Ride of the Valkyries wasn’t exactly the music I was expecting to accompany the opening scene of Pygmalion last night, but that was what we were treated to!
Surprisingly, I think it was my first trip to the Garrick Theatre, and although we had GREAT tickets in the stalls, I was rather surprised at how loud the tubes travelling under us to Leciester Square were, and even more so at how muted the sound of the actor’s voices were unless they were facing directly into the audience.
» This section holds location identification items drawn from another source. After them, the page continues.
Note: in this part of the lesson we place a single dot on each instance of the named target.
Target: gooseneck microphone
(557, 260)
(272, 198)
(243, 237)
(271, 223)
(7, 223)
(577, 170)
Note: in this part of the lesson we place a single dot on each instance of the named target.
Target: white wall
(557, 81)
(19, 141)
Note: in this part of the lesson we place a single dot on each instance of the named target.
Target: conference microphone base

Still, Rupert Everett was rather a treat as the infamous ‘Enry ‘Iggins. Although no Rex Harrison, he cut a rather fine figure on stage, playing an altogether more socially inept, dark and brooding professor than Harrison ever would have done. I have never noticed how deep-set Everett’s eyes are, which became quite distracting as he never appeared to be looking directly at any of his fellow actors!
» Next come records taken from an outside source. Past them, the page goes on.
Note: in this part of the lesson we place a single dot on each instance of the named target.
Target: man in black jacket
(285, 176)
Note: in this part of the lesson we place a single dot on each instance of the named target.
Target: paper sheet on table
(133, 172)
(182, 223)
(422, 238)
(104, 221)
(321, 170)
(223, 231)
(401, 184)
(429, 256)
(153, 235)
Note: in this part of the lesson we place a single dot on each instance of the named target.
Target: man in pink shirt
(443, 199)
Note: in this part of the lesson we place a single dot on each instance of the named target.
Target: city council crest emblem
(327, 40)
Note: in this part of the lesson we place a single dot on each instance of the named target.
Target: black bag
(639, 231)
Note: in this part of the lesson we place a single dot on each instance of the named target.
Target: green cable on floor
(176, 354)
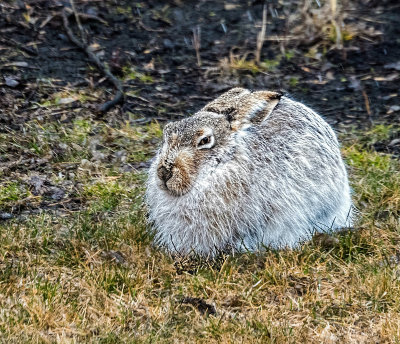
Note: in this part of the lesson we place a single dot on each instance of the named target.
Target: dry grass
(92, 275)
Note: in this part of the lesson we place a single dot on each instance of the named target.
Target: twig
(366, 101)
(102, 67)
(19, 45)
(78, 22)
(261, 35)
(196, 43)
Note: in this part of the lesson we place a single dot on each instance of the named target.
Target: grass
(91, 275)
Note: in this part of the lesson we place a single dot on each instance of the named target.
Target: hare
(249, 170)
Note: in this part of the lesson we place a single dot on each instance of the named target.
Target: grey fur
(266, 182)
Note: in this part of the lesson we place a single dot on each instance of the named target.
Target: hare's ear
(226, 103)
(264, 103)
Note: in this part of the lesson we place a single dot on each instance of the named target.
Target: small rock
(168, 43)
(393, 108)
(395, 65)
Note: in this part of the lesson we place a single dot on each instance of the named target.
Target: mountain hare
(249, 170)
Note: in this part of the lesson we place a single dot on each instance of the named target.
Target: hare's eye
(204, 141)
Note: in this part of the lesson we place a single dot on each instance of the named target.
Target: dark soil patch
(45, 79)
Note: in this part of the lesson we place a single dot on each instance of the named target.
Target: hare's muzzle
(164, 174)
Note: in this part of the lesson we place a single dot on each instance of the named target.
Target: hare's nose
(164, 174)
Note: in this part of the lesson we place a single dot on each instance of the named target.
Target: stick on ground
(95, 60)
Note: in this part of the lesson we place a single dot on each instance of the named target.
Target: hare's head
(198, 144)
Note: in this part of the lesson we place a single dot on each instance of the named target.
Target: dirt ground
(155, 38)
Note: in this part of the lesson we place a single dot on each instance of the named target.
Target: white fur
(277, 183)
Peter Eyre was a perfect Colonel Pickering (try saying that 5 times in quick succession), a welcome light and gentlemanly distraction I felt not just for Eliza, but for the audience as well!
Diana Rigg was fabulous and Henry’s mother – both maternally accepting but despairing of her offspring, and the comical ‘undeserving poor’ of Eliza’s dad was given a wonderful performance by Brendan Hooper.
Housekeeper Mrs Pearce was Roberta Taylor (Irene from Eastenders YEARS ago – took me AGES to work out where I’d seen her before) and finally, another ex-Eastender (apparently) played the girl herself, Essex girl Kara Tointon. Having not seen ANY Eastenders episodes for years, I have no idea at all who she was, but she played a pretty good Eliza, although to be honest, she seemed to be playing Audrey Hepburn playing Eliza – if that makes sense.
Following her ‘transformation’, she spoke with that unusual clipped accent that only Hepburn had, but Tointon pulled it off pretty well – however, I wasn’t quite as convinced by her original ‘flower-girl’ accent, which, being an Essex Girl myself originally, I would have thought she should have managed pretty well!
The set managed to be both simple and elegant, but there were points where I was expecting them to break into song, and it was almost disappointing when they didn’t – but of course, this is Pygmalion, NOT My Fair Lady!
That was brought home to us once again at the end, whihc neither me or my friend was expecting, and were both a little surprised and disappointed by – both for it’s abruptness and difference to the musical. That, and the sheer anger of Everett’s Higgins was a bit of a shock – he was literally spitting his dialogue at Eliza through a lot of the play. NOT quite what we expected from ‘Poor Professor Higgins’.
But, still, it was very good, very well-acted and a lovely evening out (although no willies on show, unlike our last outing).